Although Little Foot consists of a nearly complete skeleton, her evolutionary identity is controversial. Paleoanthropologist Ronald Clarke of the University of the Witwatersrand in Johannesburg — Little Foot’s discoverer and a coauthor of the two new studies — assigns the find to Australopithecus prometheus, an early extinct hominid species that many scientists don’t regard as valid. Other researchers regard Little Foot as an early member of Australopithecus africanus, a species previously known from fossils discovered at several South African sites (SN: 1/19/19, p. 13).
In one of the new studies, Witwatersrand paleoanthropologist Amélie Beaudet and her colleagues compared a 3-D digital reconstruction, or endocast, of Little Foot’s brain surface with digital endocasts of 10 other South African hominid specimens dating to between roughly 1.5 million and 3 million years ago.
Little Foot had a small brain, only about one-third of the volume of a modern adult woman’s brain, the analyses showed. And overall, Little Foot had a more chimplike brain than any other southern African hominid, including specimens from species such as A. africanus and Paranthropus robustus, Beaudet’s team reports in the January Journal of Human Evolution. That’s not surprising, the investigators add, since Little Foot is also the oldest known southern African hominid.
Chimplike positioning of a tissue groove toward the back of the brain indicates that Little Foot had a proportionately larger neural area devoted to vision than people do, the researchers conclude. In human brains, a relatively smaller visual area makes room for an expanded neural section involved in integrating sensory and spatial information.
Still, a complex, humanlike set of blood vessels clustered on part of Little Foot’s brain surface could have fueled brain expansion observed in later hominids, the researchers say. “Even if Little Foot’s brain was different from ours, the vascular system that allows for blood flow and may control brain temperature was possibly already present,” Beaudet says.
What’s more, the left side of Little Foot’s brain protruded out slightly more in the back than the right side, the researchers say. Present-day humans and chimps possess such asymmetrical brains, as did hominids that evolutionarily followed Little Foot. Signs of brain asymmetry roughly 3.7 million years ago strengthen the possibility that this trait characterized the last common ancestor of hominids and modern great apes, which may have lived 7 million years ago or more, the investigators say.
But scientists disagree on how to interpret these endocasts. For example, paleoanthropologist Dean Falk of Florida State University in Tallahassee contends that 2-million- to 3-million-year-old hominid endocasts from eastern and southern Africa preserve grooves on the brain’s surface — created by adjacent tissue folds — positioned like those of present-day chimps. Other researchers argue that those particular furrows of brain tissue appear in humanlike positions on the same endocasts (SN Online: 3/26/18).
Falk sees no substantial differences between Little Foot’s endocast and those of A. africanus and P. robustus, which belonged to a large-jawed, small-brained hominid lineage that died out around a million years ago. And, she says, neural landmarks and blood vessels preserved on the inner surface of Little Foot’s skull won’t illuminate her particular species. “Endocast studies haven’t gotten that refined.”

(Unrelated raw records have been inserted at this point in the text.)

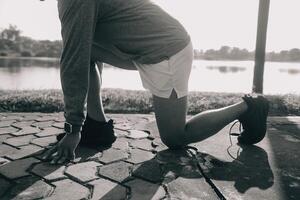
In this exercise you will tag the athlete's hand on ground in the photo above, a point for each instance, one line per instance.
(64, 150)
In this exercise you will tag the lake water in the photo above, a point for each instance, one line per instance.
(215, 76)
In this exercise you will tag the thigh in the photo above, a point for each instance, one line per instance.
(170, 116)
(101, 55)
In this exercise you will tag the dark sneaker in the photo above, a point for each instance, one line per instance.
(254, 121)
(95, 134)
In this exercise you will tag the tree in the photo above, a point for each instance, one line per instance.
(12, 33)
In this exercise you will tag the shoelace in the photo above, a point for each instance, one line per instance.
(235, 135)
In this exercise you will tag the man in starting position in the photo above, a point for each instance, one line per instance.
(136, 35)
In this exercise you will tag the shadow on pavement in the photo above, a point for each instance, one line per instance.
(250, 169)
(284, 139)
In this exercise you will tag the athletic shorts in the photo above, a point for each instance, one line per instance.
(173, 73)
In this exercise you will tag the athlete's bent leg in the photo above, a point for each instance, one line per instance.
(175, 132)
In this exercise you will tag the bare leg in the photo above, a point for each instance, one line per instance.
(94, 101)
(175, 131)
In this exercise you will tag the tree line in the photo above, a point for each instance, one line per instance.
(234, 53)
(12, 43)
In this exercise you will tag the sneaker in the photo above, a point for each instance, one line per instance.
(95, 133)
(254, 120)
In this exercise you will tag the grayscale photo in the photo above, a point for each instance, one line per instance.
(149, 99)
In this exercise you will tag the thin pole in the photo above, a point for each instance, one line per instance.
(261, 37)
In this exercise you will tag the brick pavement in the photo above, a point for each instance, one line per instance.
(139, 166)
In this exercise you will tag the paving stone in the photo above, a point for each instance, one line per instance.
(49, 171)
(136, 134)
(10, 117)
(83, 172)
(149, 171)
(44, 124)
(112, 155)
(123, 126)
(6, 150)
(44, 141)
(144, 190)
(4, 185)
(87, 154)
(3, 161)
(144, 144)
(24, 151)
(184, 188)
(59, 125)
(8, 130)
(19, 141)
(118, 171)
(4, 137)
(46, 118)
(121, 143)
(29, 188)
(6, 123)
(50, 132)
(120, 133)
(22, 124)
(180, 157)
(67, 189)
(107, 190)
(159, 145)
(30, 117)
(150, 127)
(27, 130)
(60, 118)
(139, 156)
(17, 168)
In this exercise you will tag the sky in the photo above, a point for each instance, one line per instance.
(211, 23)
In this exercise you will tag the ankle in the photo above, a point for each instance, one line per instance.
(96, 119)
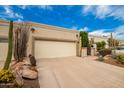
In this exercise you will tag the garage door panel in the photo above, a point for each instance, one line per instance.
(52, 49)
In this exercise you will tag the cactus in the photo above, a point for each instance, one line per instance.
(10, 46)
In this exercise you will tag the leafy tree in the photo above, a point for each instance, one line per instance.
(10, 46)
(84, 39)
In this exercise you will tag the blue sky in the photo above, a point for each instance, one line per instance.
(97, 20)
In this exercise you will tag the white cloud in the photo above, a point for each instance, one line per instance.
(102, 12)
(87, 9)
(100, 32)
(118, 32)
(46, 7)
(9, 13)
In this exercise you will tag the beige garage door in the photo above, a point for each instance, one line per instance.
(3, 50)
(53, 49)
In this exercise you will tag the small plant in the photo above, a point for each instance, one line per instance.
(10, 46)
(6, 76)
(104, 52)
(101, 45)
(120, 58)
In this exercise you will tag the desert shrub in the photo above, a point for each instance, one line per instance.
(104, 52)
(120, 58)
(100, 45)
(6, 76)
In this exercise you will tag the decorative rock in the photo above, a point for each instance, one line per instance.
(29, 74)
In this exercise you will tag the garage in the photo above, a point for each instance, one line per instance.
(3, 49)
(53, 49)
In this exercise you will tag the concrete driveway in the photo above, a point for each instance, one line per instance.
(77, 72)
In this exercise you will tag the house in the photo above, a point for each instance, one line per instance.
(45, 41)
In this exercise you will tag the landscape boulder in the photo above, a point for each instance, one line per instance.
(29, 74)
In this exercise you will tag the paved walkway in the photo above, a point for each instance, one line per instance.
(77, 72)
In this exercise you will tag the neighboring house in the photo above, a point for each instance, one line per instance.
(45, 42)
(121, 42)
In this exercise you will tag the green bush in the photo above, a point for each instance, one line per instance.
(120, 58)
(104, 52)
(6, 76)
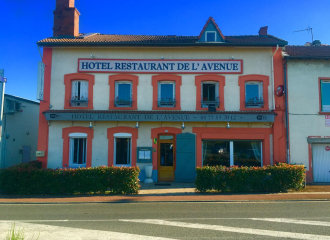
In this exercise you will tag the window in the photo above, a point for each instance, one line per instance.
(253, 94)
(122, 148)
(210, 94)
(166, 94)
(210, 36)
(79, 95)
(13, 106)
(78, 149)
(123, 91)
(325, 95)
(78, 91)
(228, 153)
(123, 96)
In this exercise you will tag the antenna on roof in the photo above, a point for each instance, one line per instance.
(308, 29)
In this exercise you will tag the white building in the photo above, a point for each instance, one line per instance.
(175, 102)
(19, 130)
(308, 78)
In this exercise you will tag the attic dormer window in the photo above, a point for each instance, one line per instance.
(210, 36)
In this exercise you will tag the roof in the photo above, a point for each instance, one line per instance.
(216, 27)
(156, 112)
(309, 52)
(21, 99)
(160, 40)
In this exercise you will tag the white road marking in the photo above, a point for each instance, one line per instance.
(48, 232)
(252, 231)
(288, 220)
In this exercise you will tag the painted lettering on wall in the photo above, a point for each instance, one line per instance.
(160, 66)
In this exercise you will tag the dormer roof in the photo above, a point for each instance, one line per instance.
(211, 25)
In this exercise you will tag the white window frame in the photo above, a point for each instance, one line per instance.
(73, 136)
(217, 94)
(159, 93)
(215, 36)
(122, 135)
(322, 105)
(260, 90)
(116, 91)
(83, 95)
(231, 150)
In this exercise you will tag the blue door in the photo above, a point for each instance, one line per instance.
(185, 157)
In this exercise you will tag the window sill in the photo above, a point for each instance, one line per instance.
(122, 165)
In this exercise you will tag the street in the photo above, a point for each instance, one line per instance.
(170, 220)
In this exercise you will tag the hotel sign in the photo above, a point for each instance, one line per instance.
(159, 117)
(159, 66)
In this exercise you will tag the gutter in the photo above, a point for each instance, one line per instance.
(281, 44)
(286, 111)
(273, 78)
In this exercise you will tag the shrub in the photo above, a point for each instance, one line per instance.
(117, 180)
(279, 178)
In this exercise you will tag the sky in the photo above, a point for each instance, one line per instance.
(24, 22)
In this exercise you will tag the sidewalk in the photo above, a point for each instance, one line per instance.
(179, 192)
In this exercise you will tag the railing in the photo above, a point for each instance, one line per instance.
(254, 104)
(167, 103)
(123, 103)
(79, 103)
(210, 103)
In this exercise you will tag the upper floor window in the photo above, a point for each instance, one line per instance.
(123, 97)
(78, 149)
(166, 94)
(325, 95)
(123, 91)
(79, 95)
(210, 94)
(210, 36)
(78, 91)
(253, 94)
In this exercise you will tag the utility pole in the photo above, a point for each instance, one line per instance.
(2, 137)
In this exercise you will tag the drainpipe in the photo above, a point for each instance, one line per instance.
(273, 78)
(286, 111)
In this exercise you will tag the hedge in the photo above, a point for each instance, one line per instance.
(23, 180)
(279, 178)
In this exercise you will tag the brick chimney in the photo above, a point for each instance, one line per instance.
(263, 31)
(66, 19)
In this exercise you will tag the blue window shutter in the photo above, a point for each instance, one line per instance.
(325, 96)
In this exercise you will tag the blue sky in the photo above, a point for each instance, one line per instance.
(24, 22)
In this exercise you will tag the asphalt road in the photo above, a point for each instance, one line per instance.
(173, 220)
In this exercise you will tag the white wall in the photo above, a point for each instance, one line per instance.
(304, 117)
(65, 60)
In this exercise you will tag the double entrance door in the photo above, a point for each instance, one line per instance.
(166, 158)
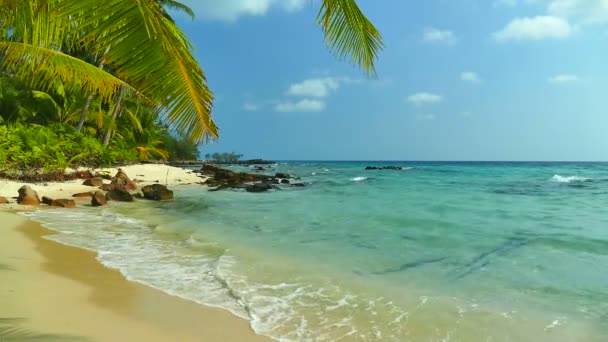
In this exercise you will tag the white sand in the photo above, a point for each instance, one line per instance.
(148, 173)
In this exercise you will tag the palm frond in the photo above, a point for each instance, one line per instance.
(151, 53)
(40, 67)
(349, 34)
(178, 6)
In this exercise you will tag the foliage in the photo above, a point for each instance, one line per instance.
(50, 148)
(179, 149)
(225, 158)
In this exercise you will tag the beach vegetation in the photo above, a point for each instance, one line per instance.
(93, 83)
(223, 158)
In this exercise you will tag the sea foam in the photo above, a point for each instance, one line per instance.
(570, 179)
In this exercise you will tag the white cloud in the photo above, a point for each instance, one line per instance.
(250, 107)
(426, 117)
(505, 3)
(231, 10)
(305, 105)
(469, 76)
(563, 79)
(585, 11)
(314, 87)
(434, 35)
(423, 98)
(535, 28)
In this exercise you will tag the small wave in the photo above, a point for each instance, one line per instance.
(570, 179)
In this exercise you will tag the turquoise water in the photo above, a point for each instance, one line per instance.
(433, 252)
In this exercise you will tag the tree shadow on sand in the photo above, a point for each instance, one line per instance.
(11, 329)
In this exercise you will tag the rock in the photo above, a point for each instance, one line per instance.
(122, 181)
(95, 181)
(258, 187)
(119, 195)
(83, 195)
(225, 179)
(62, 203)
(27, 196)
(99, 199)
(46, 200)
(157, 192)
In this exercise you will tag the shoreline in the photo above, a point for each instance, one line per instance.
(60, 289)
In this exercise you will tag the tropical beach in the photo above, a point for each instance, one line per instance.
(430, 172)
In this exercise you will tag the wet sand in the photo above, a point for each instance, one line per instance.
(63, 290)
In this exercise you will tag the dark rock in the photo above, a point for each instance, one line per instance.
(122, 181)
(95, 181)
(83, 195)
(225, 179)
(27, 196)
(105, 176)
(258, 187)
(46, 200)
(99, 199)
(107, 187)
(62, 203)
(119, 195)
(157, 192)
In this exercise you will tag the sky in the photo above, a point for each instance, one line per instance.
(457, 80)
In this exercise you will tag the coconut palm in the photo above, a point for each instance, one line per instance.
(144, 53)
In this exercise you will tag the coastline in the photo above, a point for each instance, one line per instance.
(64, 290)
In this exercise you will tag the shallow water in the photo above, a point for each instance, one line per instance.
(433, 252)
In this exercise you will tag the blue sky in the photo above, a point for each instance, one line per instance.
(458, 80)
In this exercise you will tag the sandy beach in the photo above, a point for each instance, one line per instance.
(63, 290)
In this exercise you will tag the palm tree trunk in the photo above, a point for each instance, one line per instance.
(87, 105)
(85, 110)
(115, 113)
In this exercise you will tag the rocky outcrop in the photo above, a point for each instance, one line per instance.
(230, 179)
(157, 192)
(119, 195)
(223, 179)
(61, 203)
(259, 187)
(99, 199)
(95, 181)
(27, 196)
(122, 181)
(83, 195)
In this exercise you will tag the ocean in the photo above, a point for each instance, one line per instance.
(434, 251)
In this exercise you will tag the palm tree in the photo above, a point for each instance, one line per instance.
(146, 55)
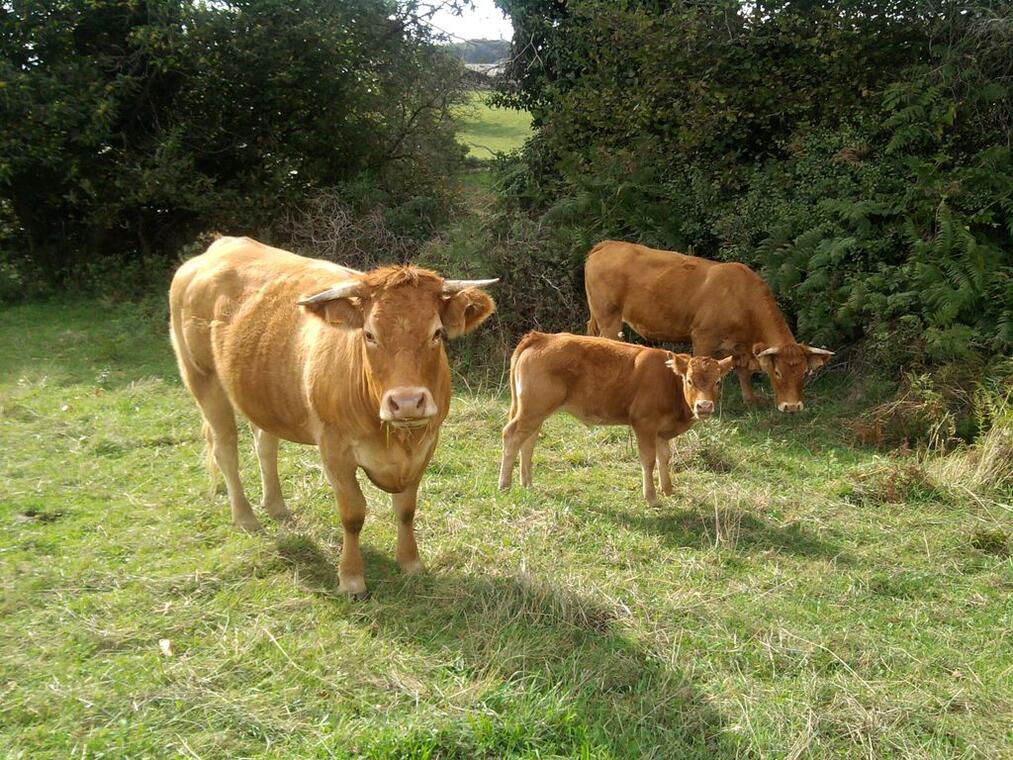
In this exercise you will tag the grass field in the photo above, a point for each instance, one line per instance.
(487, 131)
(796, 597)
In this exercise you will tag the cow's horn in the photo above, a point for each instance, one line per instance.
(344, 290)
(453, 286)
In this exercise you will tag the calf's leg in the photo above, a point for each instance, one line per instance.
(266, 452)
(407, 550)
(647, 444)
(340, 470)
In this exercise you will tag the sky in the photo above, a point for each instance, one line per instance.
(483, 21)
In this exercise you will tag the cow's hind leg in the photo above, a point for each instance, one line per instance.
(221, 418)
(518, 433)
(527, 453)
(266, 452)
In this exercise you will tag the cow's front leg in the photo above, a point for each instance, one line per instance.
(646, 442)
(340, 469)
(407, 550)
(746, 383)
(664, 457)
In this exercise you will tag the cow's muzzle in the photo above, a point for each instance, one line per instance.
(407, 407)
(703, 408)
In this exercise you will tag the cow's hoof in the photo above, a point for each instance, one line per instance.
(412, 567)
(354, 587)
(248, 524)
(281, 515)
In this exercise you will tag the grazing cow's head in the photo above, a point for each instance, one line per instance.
(701, 378)
(402, 316)
(787, 365)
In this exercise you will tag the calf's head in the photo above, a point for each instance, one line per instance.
(787, 365)
(701, 378)
(401, 316)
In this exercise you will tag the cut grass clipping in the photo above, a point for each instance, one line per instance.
(798, 596)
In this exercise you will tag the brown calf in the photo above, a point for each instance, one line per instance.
(657, 393)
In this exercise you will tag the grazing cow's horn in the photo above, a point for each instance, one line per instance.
(453, 286)
(344, 290)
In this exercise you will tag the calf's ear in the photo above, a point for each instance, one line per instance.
(816, 358)
(339, 305)
(680, 363)
(465, 310)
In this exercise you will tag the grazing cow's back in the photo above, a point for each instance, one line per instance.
(319, 354)
(604, 382)
(724, 308)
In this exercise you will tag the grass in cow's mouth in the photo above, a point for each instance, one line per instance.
(797, 596)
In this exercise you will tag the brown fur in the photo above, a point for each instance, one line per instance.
(724, 309)
(308, 373)
(657, 393)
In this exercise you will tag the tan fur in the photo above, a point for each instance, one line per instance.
(307, 374)
(724, 309)
(604, 382)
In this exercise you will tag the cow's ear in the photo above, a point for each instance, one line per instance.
(465, 310)
(816, 358)
(680, 364)
(336, 307)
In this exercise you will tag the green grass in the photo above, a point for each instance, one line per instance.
(487, 131)
(782, 603)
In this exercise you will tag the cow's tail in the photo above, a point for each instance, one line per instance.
(525, 344)
(209, 455)
(594, 328)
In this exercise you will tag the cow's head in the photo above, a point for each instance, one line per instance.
(701, 378)
(401, 316)
(787, 365)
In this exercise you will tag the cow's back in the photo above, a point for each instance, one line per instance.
(235, 316)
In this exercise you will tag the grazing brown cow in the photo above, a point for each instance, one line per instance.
(723, 308)
(599, 381)
(319, 354)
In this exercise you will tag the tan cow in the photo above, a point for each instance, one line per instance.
(319, 354)
(599, 381)
(724, 309)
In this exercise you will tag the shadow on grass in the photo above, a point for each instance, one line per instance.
(699, 529)
(557, 675)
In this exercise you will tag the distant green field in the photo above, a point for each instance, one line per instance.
(487, 131)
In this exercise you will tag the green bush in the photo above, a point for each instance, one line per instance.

Analyses of Little Foot’s inner ear seem to show more of a mix of chimplike and humanlike features, a second study finds. A computerized reconstruction of the ancient South African hominid’s inner ear bones reveals chimplike dimensions of a set of hoop-shaped structures, called the semicircular canals, that help control balance and motion, Beaudet’s team reports in the February Journal of Human Evolution. That configuration is consistent with Little Foot having engaged in a mix of two-legged walking and careful movement along tree branches, the researchers contend.
But a spiral-shaped inner ear cavity called the cochlea, which translates sound vibrations into nerve signals sent to the brain, looks more humanlike than chimplike in Little Foot, the researchers say. Inner ear similarities of Little Foot to other Australopithecus specimens leave unclear whether those hominids could hear the same range of sounds as people do today.